Antes de que amanezca, alguien ya está llenando una cantina de leche. Y en ese acto, que parece tan simple, hay algo muy profundo: ahí empieza a moverse el país.
Porque el campo no espera.
La ganadería no entiende de domingos ni festivos. Aquí se trabaja cuando toca, todos los días, con disciplina, con responsabilidad y con ese compromiso silencioso que no se ve, pero que sostiene a millones de familias.
En Colombia, más de 600 mil familias viven de la ganadería.
Tenemos un hato que supera los 29 millones de bovinos y cerca de 700 mil bufalinos, y con eso ayudamos a alimentar a más de 50 millones de personas.

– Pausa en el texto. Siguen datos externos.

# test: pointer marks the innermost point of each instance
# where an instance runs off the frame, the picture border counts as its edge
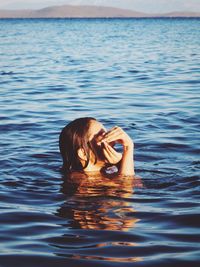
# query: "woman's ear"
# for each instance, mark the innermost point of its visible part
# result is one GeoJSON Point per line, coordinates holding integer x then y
{"type": "Point", "coordinates": [81, 154]}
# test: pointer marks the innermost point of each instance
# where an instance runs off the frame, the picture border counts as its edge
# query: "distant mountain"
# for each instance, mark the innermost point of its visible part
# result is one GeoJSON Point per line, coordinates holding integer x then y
{"type": "Point", "coordinates": [68, 11]}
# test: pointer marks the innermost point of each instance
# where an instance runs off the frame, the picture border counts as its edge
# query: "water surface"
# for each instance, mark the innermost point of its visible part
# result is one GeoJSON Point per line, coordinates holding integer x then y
{"type": "Point", "coordinates": [140, 74]}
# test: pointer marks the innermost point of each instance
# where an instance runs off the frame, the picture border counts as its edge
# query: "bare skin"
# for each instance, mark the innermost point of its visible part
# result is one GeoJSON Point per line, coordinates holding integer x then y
{"type": "Point", "coordinates": [104, 142]}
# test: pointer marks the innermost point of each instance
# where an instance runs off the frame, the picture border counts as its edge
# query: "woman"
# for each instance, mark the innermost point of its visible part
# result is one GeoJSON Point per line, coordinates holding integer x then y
{"type": "Point", "coordinates": [87, 147]}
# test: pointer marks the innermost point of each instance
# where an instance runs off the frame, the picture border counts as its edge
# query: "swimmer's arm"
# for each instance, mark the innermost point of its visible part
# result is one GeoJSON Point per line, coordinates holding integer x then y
{"type": "Point", "coordinates": [126, 165]}
{"type": "Point", "coordinates": [127, 162]}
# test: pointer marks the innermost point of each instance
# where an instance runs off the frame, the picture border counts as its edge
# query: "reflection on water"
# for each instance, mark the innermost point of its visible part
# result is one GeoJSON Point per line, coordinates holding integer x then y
{"type": "Point", "coordinates": [100, 203]}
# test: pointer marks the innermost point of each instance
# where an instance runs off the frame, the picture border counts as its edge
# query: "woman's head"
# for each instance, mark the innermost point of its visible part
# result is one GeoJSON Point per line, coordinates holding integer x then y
{"type": "Point", "coordinates": [77, 143]}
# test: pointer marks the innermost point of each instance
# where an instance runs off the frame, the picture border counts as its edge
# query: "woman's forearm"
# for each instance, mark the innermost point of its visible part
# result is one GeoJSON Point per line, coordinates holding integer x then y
{"type": "Point", "coordinates": [127, 161]}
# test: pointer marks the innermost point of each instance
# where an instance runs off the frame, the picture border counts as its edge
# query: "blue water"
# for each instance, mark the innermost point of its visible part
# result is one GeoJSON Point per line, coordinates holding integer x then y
{"type": "Point", "coordinates": [140, 74]}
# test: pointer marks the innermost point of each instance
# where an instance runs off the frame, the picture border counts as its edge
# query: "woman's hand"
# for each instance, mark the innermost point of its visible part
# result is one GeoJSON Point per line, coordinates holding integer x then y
{"type": "Point", "coordinates": [118, 135]}
{"type": "Point", "coordinates": [111, 155]}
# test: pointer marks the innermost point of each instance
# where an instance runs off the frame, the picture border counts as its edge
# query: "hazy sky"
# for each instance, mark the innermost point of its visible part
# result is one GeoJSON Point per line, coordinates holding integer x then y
{"type": "Point", "coordinates": [138, 5]}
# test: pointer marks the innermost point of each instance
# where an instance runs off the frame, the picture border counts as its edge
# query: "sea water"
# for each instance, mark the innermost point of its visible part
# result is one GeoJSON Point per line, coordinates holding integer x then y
{"type": "Point", "coordinates": [140, 74]}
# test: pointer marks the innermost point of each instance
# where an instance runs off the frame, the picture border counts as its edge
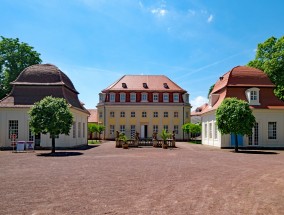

Pero más allá de las cifras —que son importantes— hay algo que a mí me parece todavía más importante decir:
el verdadero corazón de la ganadería está en los pequeños productores.
El 78% tiene menos de 50 animales.
Son hombres y mujeres que conocen su tierra al detalle, que madrugan sin falta y que entienden que detrás de cada litro de leche o cada kilo de carne hay tiempo, esfuerzo y mucha constancia.
Ahí es donde cobra sentido lo que hacemos.
Desde Fundagán, apoyar a estos productores no es solo una tarea del sector. Es un compromiso con el país. Es reconocer su dignidad, cerrar brechas y acompañar a quienes han sostenido el campo incluso en los momentos más difíciles.
Porque la responsabilidad social no puede quedarse en palabras.
Tiene que verse en hechos, en presencia real, en trabajo cercano y en darle visibilidad a historias que durante mucho tiempo han pasado desapercibidas.
Como la de Luz Marina Torres, en Zipaquirá.
Una mujer que no es la excepción, sino el reflejo de miles de colombianos que todos los días construyen país sin hacer ruido, con disciplina y con amor por la tierra.
Ellos no solo producen alimentos.
Producen estabilidad, arraigo y esperanza.
Y por eso, cuando hablamos de apoyar a los pequeños productores, no estamos hablando únicamente de economía.
Estamos hablando de familias, de territorio y del futuro de un país que todavía le debe mucho a su campo.